Background: Basal cell carcinoma (BCC) is the most common malignant tumor of the skin. Although an increase in mast cell infiltration was observed in BCC lesions, definite evidence of an active role of mast cells in the pathogenesis of BCC is still lacking. BCC is accompanied by cellular infiltrates. Moreover, the stroma in the BCC lesions is characterized by an increased number of mast cells and increased vascularity. The aim of this study was to elucidate the probable role of mast cells in BCC, especially focusing on the relationship between mast cells and lymphocytic infiltration as well as angiogenesis.

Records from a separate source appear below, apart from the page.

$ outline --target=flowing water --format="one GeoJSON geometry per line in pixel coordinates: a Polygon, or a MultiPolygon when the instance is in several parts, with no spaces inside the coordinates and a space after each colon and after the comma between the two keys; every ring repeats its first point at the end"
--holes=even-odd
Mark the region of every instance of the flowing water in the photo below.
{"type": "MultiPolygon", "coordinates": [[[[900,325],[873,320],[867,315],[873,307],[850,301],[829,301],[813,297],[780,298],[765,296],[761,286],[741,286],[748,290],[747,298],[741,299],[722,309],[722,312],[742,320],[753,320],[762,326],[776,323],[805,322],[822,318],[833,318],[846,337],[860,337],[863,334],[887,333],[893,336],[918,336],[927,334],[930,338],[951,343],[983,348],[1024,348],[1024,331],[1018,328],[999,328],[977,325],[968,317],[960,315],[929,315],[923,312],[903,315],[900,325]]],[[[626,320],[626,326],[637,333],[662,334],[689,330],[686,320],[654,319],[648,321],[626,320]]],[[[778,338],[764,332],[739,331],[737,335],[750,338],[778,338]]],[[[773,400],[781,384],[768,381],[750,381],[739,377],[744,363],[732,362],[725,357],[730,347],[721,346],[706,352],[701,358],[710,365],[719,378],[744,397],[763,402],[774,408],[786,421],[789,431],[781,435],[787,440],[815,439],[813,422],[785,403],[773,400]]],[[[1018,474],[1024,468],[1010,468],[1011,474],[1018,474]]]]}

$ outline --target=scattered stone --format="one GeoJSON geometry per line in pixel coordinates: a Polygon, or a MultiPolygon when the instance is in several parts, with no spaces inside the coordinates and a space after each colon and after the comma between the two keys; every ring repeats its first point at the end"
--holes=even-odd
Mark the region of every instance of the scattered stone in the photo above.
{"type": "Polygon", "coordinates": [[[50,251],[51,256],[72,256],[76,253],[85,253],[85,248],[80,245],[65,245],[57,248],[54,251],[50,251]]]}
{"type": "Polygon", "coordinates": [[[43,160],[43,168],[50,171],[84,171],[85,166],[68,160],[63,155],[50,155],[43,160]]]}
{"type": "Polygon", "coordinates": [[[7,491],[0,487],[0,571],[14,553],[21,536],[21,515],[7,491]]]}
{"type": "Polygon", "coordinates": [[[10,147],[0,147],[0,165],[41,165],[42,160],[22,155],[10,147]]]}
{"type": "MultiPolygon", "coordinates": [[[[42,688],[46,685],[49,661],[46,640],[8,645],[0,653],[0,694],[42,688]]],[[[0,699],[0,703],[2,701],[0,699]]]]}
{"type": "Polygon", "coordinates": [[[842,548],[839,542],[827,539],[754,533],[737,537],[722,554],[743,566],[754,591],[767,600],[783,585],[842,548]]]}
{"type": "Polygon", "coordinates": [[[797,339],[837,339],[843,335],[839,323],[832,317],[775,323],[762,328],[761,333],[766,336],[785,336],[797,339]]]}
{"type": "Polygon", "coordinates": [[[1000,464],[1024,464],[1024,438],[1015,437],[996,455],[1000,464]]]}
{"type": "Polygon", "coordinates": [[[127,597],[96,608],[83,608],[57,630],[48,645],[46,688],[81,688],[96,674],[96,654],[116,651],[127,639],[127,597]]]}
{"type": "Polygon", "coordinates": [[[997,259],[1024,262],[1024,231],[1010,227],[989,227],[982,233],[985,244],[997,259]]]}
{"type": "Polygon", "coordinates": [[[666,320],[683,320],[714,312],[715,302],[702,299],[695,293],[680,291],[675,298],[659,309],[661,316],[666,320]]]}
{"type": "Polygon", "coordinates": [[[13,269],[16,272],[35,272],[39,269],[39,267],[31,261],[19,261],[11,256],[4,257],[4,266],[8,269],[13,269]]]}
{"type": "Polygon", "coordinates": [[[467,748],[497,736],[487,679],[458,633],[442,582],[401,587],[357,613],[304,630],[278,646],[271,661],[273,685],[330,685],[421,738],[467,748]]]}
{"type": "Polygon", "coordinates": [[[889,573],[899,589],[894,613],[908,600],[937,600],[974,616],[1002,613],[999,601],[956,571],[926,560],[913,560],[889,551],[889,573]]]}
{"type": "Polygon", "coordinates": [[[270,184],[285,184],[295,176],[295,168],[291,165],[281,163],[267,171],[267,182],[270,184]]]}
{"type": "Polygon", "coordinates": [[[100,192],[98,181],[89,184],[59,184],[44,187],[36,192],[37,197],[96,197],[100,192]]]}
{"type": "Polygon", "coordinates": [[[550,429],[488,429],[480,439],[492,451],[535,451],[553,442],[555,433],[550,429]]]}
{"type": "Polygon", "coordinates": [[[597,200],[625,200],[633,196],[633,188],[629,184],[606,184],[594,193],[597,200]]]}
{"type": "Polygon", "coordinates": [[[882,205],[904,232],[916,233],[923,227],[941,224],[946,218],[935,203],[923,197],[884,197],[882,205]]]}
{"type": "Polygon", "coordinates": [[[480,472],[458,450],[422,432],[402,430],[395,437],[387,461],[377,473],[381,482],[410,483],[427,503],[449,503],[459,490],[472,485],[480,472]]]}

Methods: We examined the expression and distribution of VEGF, IL-8 and RANTES in 16 nodular BCC lesions by immunohistochemistry. We also examined the lymphocyte subset, and the correlation between VEGF expression and microvessel density in the BCC lesion. mRNA expression of IL-8 and RANTES was examined by the reverse transcriptase-polymerase chain reaction. Results: T cells, especially CD4+/CD45RO+ memory T cells were the predominant infiltrating lymphocyte population in BCC lesions. An increased number of tryptase+ cells (mast cells) was found in the stroma. VEGF+/IL-8+/RANTES+ cells were also found abundantly in the stroma of all BCC lesions. The number of VEGF+, IL-8+ and RANTES+ cells was significantly higher than that in controls. By immunohistochemistry of serial sections, tryptase+ cells were found to express VEGF, IL-8 or RANTES. Messenger RNA expression of IL-8 and RANTES was also observed in the BCC lesions. Conclusion: This study suggests that mast cells may play an active role in the angiogenesis of BCC through the production of VEGF and IL-8. Furthermore, mast cells may also regulate lymphocytic infiltration through the production of IL-8 and RANTES.